Tanger, ville de rencontres et de malentendus, de lumières et d’ombres, de mythes et de réalités. Une ville qui fut autrefois le refuge des artistes, des écrivains et des rêveurs. Mais aujourd’hui, la culture à Tanger meurt en silence. Sans résistance. Sans indignation. Comme si ce n’était qu’un dernier souffle dans une ville qui préfère oublier plutôt que lutter. 

L’exécution a été discrète, presque chirurgicale. Le Centre Culturel Ibn Khaldoun, autrefois un espace d’expression et de pensée, a été condamné sans procès. Il n’y a pas eu de manifestations, pas d’éditoriaux enflammés ni de proclamations en sa défense. Seulement un silence épais et honteux. Le lobby culturel, les associations, les écrivains, les artistes… tous piégés dans une léthargie confortable, anesthésiés par l’indifférence ou, pire encore, complices de cet assassinat. 

La rue de la Liberté, ironiquement, est devenue l’avenue des crimes contre la mémoire. D’abord, ce fut l’emblématique Hôtel Minzah, berceau de la bohème internationale de Tanger, qui est passé du statut de symbole de splendeur à celui de monument à l’abandon. Et maintenant, c’est au tour du Centre Culturel Ibn Khaldoun. Le verdict : le transformer en un bazar de tapis et d’artisanat bon marché, un espace sans âme destiné à appâter des touristes naïfs en quête de souvenirs exotiques.
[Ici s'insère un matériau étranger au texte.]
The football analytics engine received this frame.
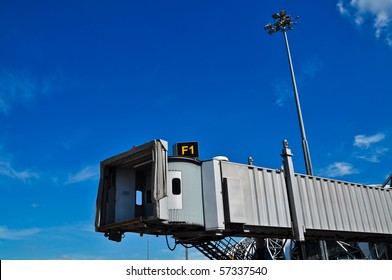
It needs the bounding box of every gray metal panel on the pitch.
[221,162,291,228]
[167,158,204,226]
[202,159,225,231]
[296,174,392,234]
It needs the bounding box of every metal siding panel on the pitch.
[375,191,392,232]
[296,176,314,227]
[368,191,388,233]
[222,162,291,228]
[330,182,343,230]
[296,174,392,234]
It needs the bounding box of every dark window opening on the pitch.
[172,178,181,195]
[136,191,143,206]
[146,191,152,203]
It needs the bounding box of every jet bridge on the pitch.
[95,140,392,244]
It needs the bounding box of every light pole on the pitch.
[264,10,313,175]
[264,10,328,260]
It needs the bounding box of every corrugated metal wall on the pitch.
[221,162,291,228]
[295,174,392,234]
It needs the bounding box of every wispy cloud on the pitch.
[0,226,40,240]
[354,133,385,149]
[0,161,39,182]
[337,0,392,47]
[0,69,54,115]
[65,166,99,185]
[319,162,358,177]
[353,133,390,163]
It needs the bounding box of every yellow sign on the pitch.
[175,142,199,158]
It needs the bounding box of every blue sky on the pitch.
[0,0,392,259]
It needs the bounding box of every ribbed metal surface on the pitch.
[222,162,291,228]
[296,174,392,234]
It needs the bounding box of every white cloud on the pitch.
[0,226,40,240]
[354,133,385,149]
[0,161,39,182]
[337,0,392,47]
[354,133,390,163]
[320,162,358,177]
[65,166,99,185]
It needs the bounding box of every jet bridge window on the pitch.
[172,178,181,195]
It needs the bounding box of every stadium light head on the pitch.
[264,23,272,30]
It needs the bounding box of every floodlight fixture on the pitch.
[264,10,313,178]
[264,23,272,30]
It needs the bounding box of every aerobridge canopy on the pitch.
[95,140,392,242]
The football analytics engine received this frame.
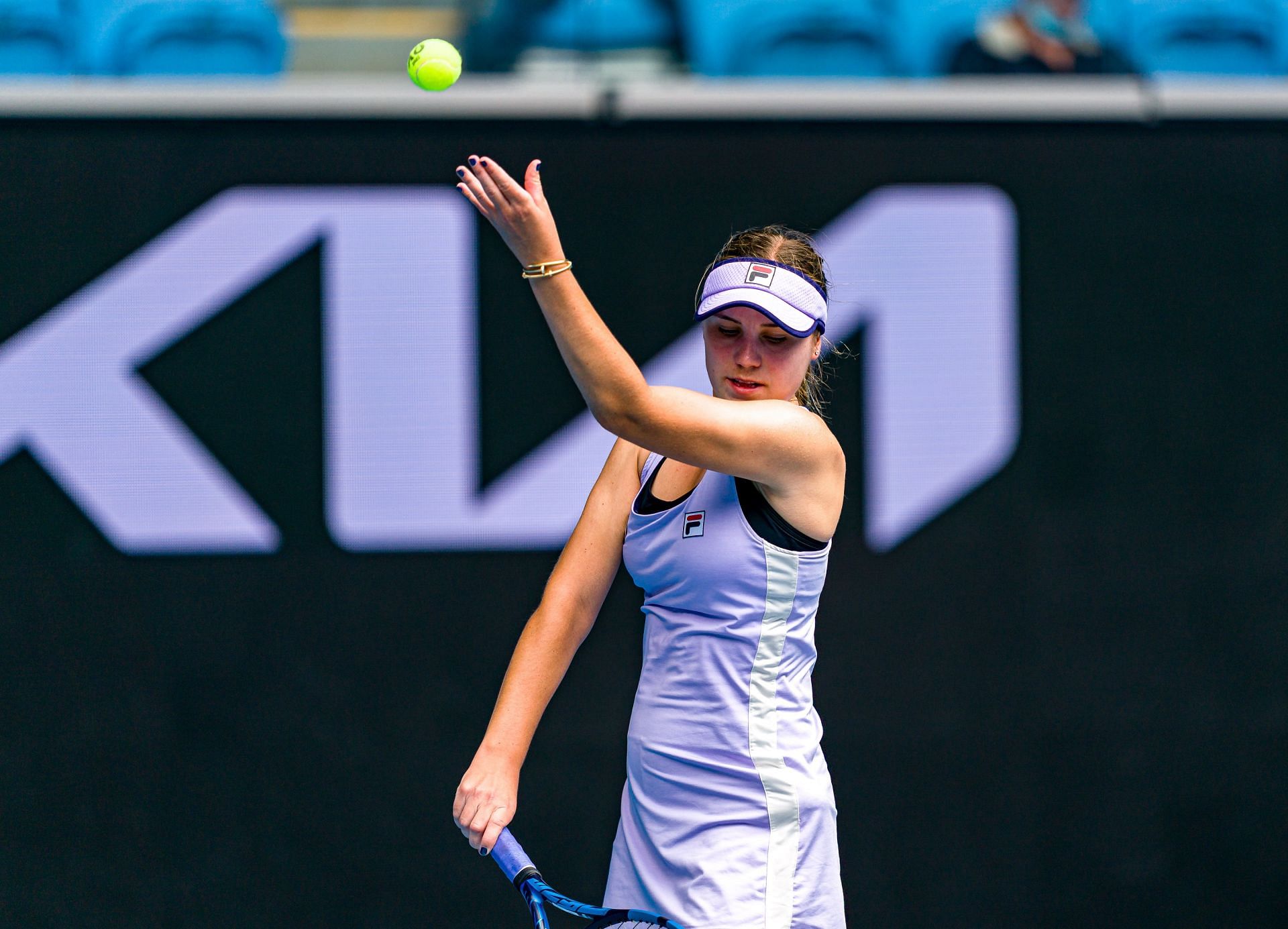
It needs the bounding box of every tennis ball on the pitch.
[407,39,461,90]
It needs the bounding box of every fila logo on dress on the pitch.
[746,264,777,287]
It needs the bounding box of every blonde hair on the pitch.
[698,223,833,416]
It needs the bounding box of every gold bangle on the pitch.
[523,259,572,281]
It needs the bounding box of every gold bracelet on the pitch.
[523,259,572,281]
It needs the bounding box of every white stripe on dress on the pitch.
[747,545,800,929]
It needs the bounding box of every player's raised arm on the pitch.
[452,441,639,849]
[458,156,844,490]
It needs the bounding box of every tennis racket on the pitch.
[492,828,684,929]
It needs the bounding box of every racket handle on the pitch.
[491,828,536,883]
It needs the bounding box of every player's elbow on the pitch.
[590,384,652,445]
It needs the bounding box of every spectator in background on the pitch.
[948,0,1134,74]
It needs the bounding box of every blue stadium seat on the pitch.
[0,0,76,74]
[1128,0,1288,74]
[78,0,286,76]
[894,0,1128,77]
[531,0,675,52]
[679,0,895,77]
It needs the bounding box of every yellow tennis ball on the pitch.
[407,39,461,90]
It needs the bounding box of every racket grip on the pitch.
[491,828,536,883]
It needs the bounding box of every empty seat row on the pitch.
[0,0,286,76]
[531,0,1288,77]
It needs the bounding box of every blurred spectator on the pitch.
[949,0,1134,74]
[462,0,683,71]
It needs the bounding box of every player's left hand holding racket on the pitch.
[492,828,684,929]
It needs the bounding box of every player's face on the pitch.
[702,307,819,400]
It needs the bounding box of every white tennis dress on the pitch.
[604,455,845,929]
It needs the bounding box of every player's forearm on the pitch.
[479,608,586,768]
[532,272,648,431]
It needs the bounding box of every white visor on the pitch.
[693,258,827,339]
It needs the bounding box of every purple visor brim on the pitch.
[693,258,827,339]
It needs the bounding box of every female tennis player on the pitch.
[452,156,845,929]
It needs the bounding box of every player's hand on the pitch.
[456,155,564,264]
[452,749,519,852]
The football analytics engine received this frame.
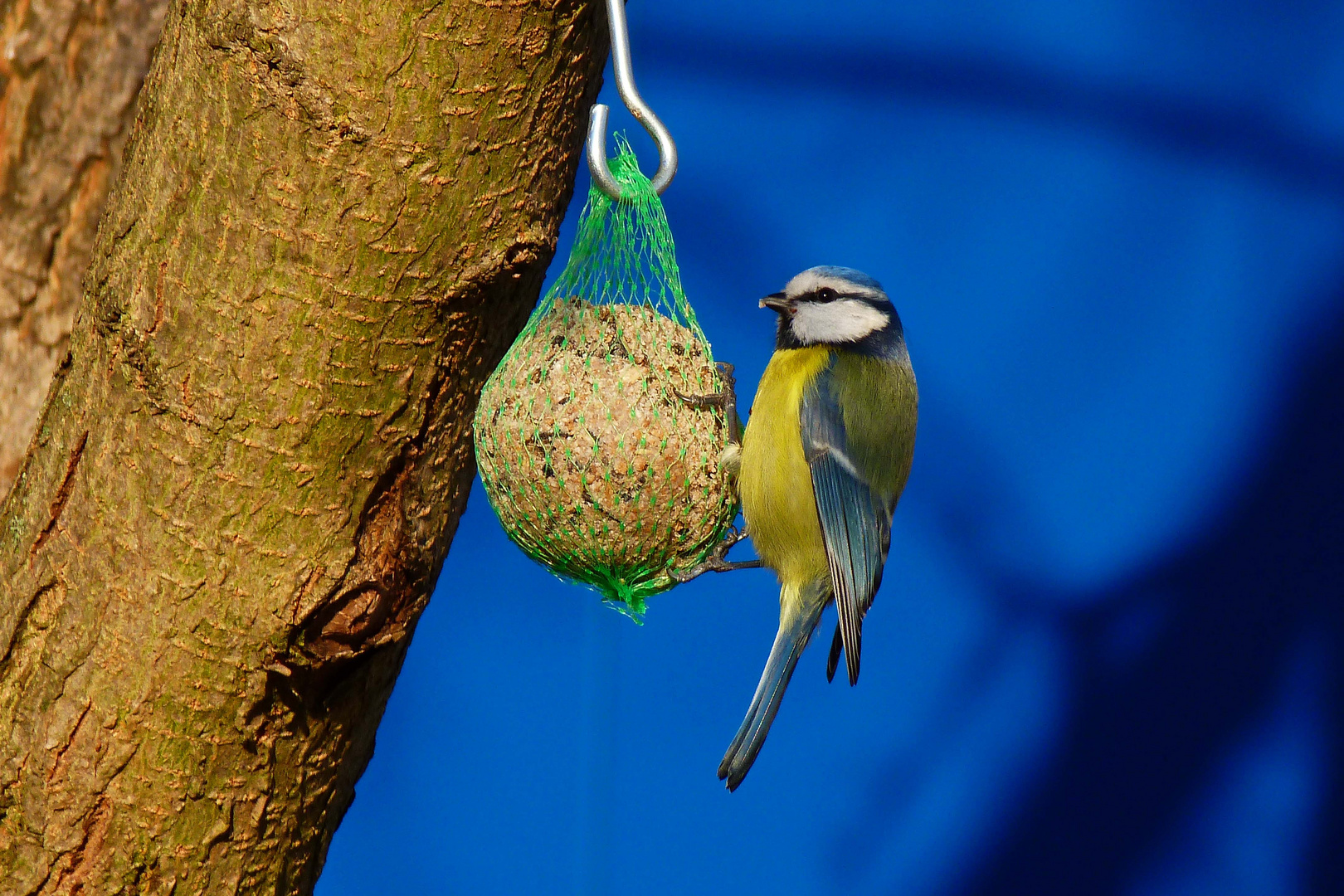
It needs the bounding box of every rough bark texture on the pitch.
[0,0,168,495]
[0,0,606,896]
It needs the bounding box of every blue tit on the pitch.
[719,266,919,790]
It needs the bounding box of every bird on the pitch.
[719,266,919,791]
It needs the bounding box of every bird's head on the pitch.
[761,265,904,354]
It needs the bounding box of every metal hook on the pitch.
[587,0,676,200]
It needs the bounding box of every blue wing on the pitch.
[800,362,895,685]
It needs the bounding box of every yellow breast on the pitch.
[738,347,830,584]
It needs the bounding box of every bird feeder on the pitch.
[475,144,738,619]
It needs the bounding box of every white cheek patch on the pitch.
[789,298,887,345]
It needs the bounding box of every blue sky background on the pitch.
[317,0,1344,896]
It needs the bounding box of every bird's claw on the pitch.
[668,527,761,584]
[672,362,742,445]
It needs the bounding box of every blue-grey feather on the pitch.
[800,364,891,684]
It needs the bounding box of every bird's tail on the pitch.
[719,582,830,790]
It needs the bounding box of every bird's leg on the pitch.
[668,362,761,584]
[672,362,742,445]
[668,527,761,584]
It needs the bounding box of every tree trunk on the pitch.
[0,0,168,495]
[0,0,606,896]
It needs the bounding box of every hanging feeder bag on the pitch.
[475,141,738,619]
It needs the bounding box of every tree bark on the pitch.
[0,0,168,495]
[0,0,606,896]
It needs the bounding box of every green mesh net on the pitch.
[475,139,738,621]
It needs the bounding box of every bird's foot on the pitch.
[668,527,761,584]
[672,362,742,445]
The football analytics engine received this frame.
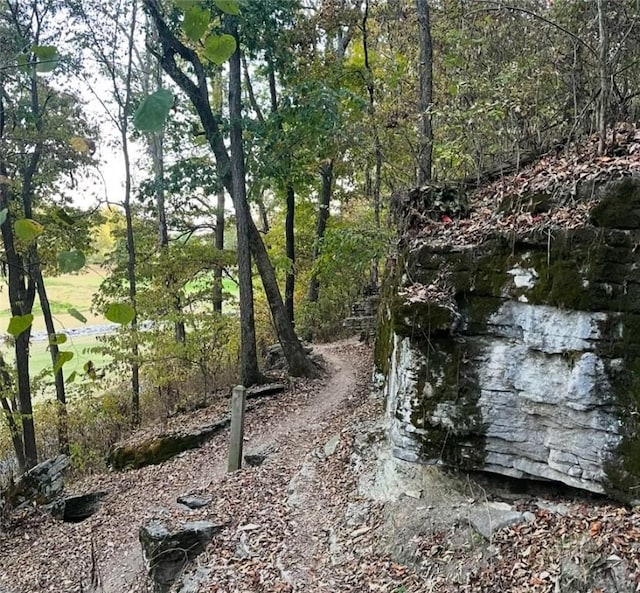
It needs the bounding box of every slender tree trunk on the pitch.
[284,183,296,324]
[362,0,382,285]
[229,19,262,386]
[264,58,296,325]
[144,0,318,376]
[597,0,609,155]
[309,159,333,303]
[213,188,224,313]
[31,262,69,455]
[0,396,26,474]
[120,0,140,427]
[416,0,433,185]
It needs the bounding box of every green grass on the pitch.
[26,336,109,377]
[0,268,238,386]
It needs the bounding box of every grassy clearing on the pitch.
[0,268,108,332]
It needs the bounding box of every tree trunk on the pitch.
[31,262,69,455]
[229,19,262,387]
[0,396,27,474]
[144,0,318,377]
[597,0,609,156]
[416,0,433,185]
[119,0,140,427]
[309,159,333,303]
[213,188,224,313]
[284,183,296,326]
[362,0,382,285]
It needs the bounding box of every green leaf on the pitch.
[133,89,173,132]
[7,313,33,338]
[182,6,211,41]
[15,218,44,243]
[67,307,87,323]
[53,350,73,375]
[32,45,60,72]
[213,0,240,16]
[202,34,236,66]
[58,249,87,274]
[104,303,136,325]
[54,208,76,226]
[173,0,201,10]
[49,334,67,346]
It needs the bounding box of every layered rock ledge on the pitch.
[376,177,640,500]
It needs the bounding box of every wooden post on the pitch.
[227,385,247,472]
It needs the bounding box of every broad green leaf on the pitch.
[58,249,86,274]
[213,0,240,16]
[104,303,136,325]
[15,218,44,243]
[173,0,201,10]
[67,307,87,323]
[182,6,211,41]
[202,34,236,66]
[133,89,173,132]
[49,334,67,346]
[7,313,33,338]
[53,350,73,375]
[32,45,60,72]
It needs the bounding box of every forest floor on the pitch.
[0,340,640,593]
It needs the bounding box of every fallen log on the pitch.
[107,415,231,471]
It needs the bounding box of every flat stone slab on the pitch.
[138,519,222,593]
[469,502,532,540]
[177,494,213,509]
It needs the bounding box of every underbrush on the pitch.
[0,317,248,476]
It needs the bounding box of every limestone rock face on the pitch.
[139,520,221,593]
[376,179,640,500]
[9,455,70,507]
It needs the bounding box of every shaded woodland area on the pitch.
[0,0,640,490]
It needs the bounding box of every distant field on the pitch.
[0,268,238,376]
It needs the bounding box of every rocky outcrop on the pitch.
[7,455,69,508]
[107,415,231,470]
[376,178,640,499]
[139,520,221,593]
[342,287,380,344]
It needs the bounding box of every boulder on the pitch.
[176,494,213,509]
[139,520,222,593]
[7,455,69,508]
[107,415,231,470]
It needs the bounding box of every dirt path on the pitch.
[0,340,370,593]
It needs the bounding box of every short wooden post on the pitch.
[227,385,247,472]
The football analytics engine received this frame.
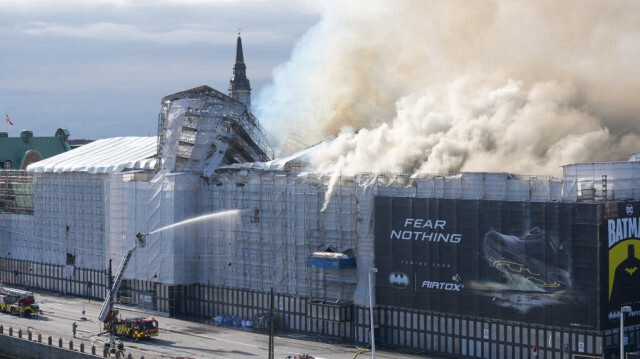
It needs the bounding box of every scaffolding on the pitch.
[0,170,33,213]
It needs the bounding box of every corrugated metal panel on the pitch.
[27,137,157,173]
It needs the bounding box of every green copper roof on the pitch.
[0,131,70,169]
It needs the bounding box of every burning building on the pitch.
[0,26,640,358]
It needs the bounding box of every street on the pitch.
[0,292,440,359]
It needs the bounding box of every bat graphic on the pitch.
[389,272,409,289]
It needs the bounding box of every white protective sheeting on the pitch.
[562,161,640,202]
[0,173,108,269]
[109,173,199,284]
[27,137,157,173]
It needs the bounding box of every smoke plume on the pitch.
[257,0,640,175]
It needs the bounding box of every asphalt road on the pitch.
[0,291,440,359]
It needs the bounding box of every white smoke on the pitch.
[252,0,640,175]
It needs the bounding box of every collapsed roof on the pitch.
[158,86,272,176]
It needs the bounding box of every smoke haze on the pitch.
[256,0,640,175]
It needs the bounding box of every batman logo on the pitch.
[389,272,409,289]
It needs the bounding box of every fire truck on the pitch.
[0,285,40,317]
[99,233,159,343]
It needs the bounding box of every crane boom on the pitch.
[99,233,147,322]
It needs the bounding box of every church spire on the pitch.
[229,31,251,108]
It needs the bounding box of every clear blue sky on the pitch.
[0,0,320,139]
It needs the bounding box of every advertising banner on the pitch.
[600,202,640,328]
[375,197,600,329]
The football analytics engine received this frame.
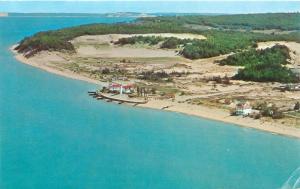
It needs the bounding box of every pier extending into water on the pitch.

D’un centre d’expositions, il est devenu un marché de pacotille pour croisiéristes et groupes guidés. L’ironie est cruelle et grotesque. 

Pendant des années, on a laissé le centre se détériorer, devenir un refuge pour les vagabonds et une décharge à ciel ouvert. Peu à peu, il a été vidé de son contenu, de ses expositions, de ses conférences, de sa vie. Jusqu’à ce que la dégradation soit irréversible. Un crime prémédité, un acte délibéré de destruction culturelle. 

Le plus révoltant, ce n’est pas seulement la perte d’un espace culturel. Le plus grave, c’est le silence. Où sont les Tangérois ? Où est leur colère ? Pendant que la ville s’enorgueillit d’inaugurer de nouveaux espaces emblématiques, son histoire s’efface. Tanger est en train de perdre sa mémoire culturelle, mais elle perd aussi quelque chose de plus profond : son identité. 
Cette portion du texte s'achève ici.